During the carbonisation stage volatile gases such as cyanogen are evolved and these are expelled from the fibre by diffusion processes. The duration of these processes is largely a function of the distance x from the centre to the outside of the fibre (as in the case of oxygen permeation). For reasons similar to those given above in relation to oxygen permeation time shorter carbonisation times may be achieved using the triangular fibres 1 instead of the known circular fibres 2.
FIG. 3 shows some of the triangular fibres 1 embedded in a plastics or resin matrix 7 by one of the known methods mentioned above and FIG. 4 shows the known circular fibres 2 embedded in the same matrix 7. As will be seen by comparing FIGS. 3 and 4 the fibres 1 may be packed more closely together than the fibres 2 (in certain parts of the matrix 7 at least) giving an improvement in certain mechanical properties, eg in tensile strength, modulus and stiffness, of the resultant reinforced material. The resin may be known epoxy resin for example.
The adhesion of the fibres to the material of the matrix 7 is determined (amongst other things) by the surface area of the fibres. A perfect equilateral triangle has a perimeter 1.27 times the circumference of a circle of equal area. Thus, the triangular fibres 1 have a surface area per unit length roughly 1.2 times that of the circular fibres 2 giving an improvement in adhesion to the material of the matrix 7.
Any known article made from fibre reinforced material, eg a lightweight internal structure for an aircraft or a sports implement such as a golf club, or fishing rod, may be made from reinforced material containing triangular fibres embodying the present invention.

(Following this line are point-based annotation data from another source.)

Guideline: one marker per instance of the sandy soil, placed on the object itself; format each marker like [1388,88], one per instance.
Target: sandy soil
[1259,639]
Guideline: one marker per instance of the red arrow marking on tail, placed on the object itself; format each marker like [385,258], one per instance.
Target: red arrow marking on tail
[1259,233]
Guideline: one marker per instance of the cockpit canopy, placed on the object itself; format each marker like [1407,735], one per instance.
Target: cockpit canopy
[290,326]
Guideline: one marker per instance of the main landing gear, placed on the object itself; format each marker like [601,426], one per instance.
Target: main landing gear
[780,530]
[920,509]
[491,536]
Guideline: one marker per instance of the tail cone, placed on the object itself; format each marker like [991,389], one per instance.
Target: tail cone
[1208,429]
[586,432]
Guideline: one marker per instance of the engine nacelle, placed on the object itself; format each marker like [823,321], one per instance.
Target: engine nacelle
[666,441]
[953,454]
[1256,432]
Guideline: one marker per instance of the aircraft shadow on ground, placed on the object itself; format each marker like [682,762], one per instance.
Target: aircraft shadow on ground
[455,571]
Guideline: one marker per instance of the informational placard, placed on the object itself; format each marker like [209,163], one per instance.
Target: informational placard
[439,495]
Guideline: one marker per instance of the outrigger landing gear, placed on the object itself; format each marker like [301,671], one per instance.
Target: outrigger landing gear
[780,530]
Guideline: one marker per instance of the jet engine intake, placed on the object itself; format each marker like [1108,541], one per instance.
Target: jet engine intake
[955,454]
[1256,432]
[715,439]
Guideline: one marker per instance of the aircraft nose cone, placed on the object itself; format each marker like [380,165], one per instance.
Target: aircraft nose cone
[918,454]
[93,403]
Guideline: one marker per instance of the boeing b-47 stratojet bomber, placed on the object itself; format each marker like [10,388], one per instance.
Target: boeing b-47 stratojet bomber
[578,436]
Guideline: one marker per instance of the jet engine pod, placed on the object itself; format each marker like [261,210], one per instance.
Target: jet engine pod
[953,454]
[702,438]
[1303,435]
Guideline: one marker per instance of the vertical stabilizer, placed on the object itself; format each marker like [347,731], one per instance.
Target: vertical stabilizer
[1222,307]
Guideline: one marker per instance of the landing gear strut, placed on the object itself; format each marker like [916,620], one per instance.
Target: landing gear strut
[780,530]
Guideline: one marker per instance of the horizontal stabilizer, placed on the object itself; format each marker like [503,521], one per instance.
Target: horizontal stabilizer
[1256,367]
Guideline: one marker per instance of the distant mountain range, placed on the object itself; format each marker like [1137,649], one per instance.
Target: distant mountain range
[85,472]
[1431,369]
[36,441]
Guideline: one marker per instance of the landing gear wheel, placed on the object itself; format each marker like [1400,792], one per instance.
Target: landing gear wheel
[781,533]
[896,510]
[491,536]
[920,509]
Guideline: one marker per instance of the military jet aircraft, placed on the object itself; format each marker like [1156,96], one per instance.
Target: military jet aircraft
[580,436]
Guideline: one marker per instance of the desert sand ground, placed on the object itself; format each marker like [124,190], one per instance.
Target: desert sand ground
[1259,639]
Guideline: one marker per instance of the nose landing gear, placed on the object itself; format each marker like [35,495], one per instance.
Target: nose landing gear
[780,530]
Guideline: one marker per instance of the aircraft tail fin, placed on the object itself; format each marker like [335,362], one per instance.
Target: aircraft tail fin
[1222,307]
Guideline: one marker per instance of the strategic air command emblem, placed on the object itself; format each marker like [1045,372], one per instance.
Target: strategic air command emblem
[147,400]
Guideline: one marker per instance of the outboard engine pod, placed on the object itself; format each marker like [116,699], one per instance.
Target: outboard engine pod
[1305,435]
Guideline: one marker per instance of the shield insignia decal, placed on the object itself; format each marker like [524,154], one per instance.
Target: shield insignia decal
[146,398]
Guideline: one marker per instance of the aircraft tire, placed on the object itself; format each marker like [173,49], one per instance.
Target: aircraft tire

Fibres of other polygonal shape embodying the invention may be made and used in a similar way. For example fibres having a regular hexagonal shape may be using a hexagonal orifice in the nozzle or spinneret from which the fibre or its precursor is drawn or ejected. Such fibres pack with each of the six sides of each fibre adhering to corresponding sides of adjacent fibres in a honeycomb fashion as shown in FIG. 3a (the fibres being indicated by reference numeral 13 and the matrix material by reference numeral 15).
Triangular carbon fibres have been successfully produced from precursor fibres which were 44.5 μm sided triangles. The precursor material was Courtaulds' PAF (Trade Mark) which is a polyacrylonitrile material of the Courtelle (Trade Mark) family. The precursor fibres could be extruded through a hole shape as shown in FIG. 1a at several speeds (typically 1.5 meters/second).
Despite the fact that many materials, particularly thermoplastics, tend to revert to their original shape on heating it was found that the oxidation of these precursor fibres proceeds smoothly from the outside inward and that there is negligible distortion of shape on oxidation. In other words, the triangular shape remained during oxidation.
The resulting triangular cross fibres tended to aggregate together to form hexagonal clusters, which facilitates packing when they are contained in the matrix.
Composites, particular carbon fibres composites, with fibre content of up to 70% are possible instead of the usual ˜55% maximum and roughly proportionate improvements may be obtained in the flexural strength of the resulting composite.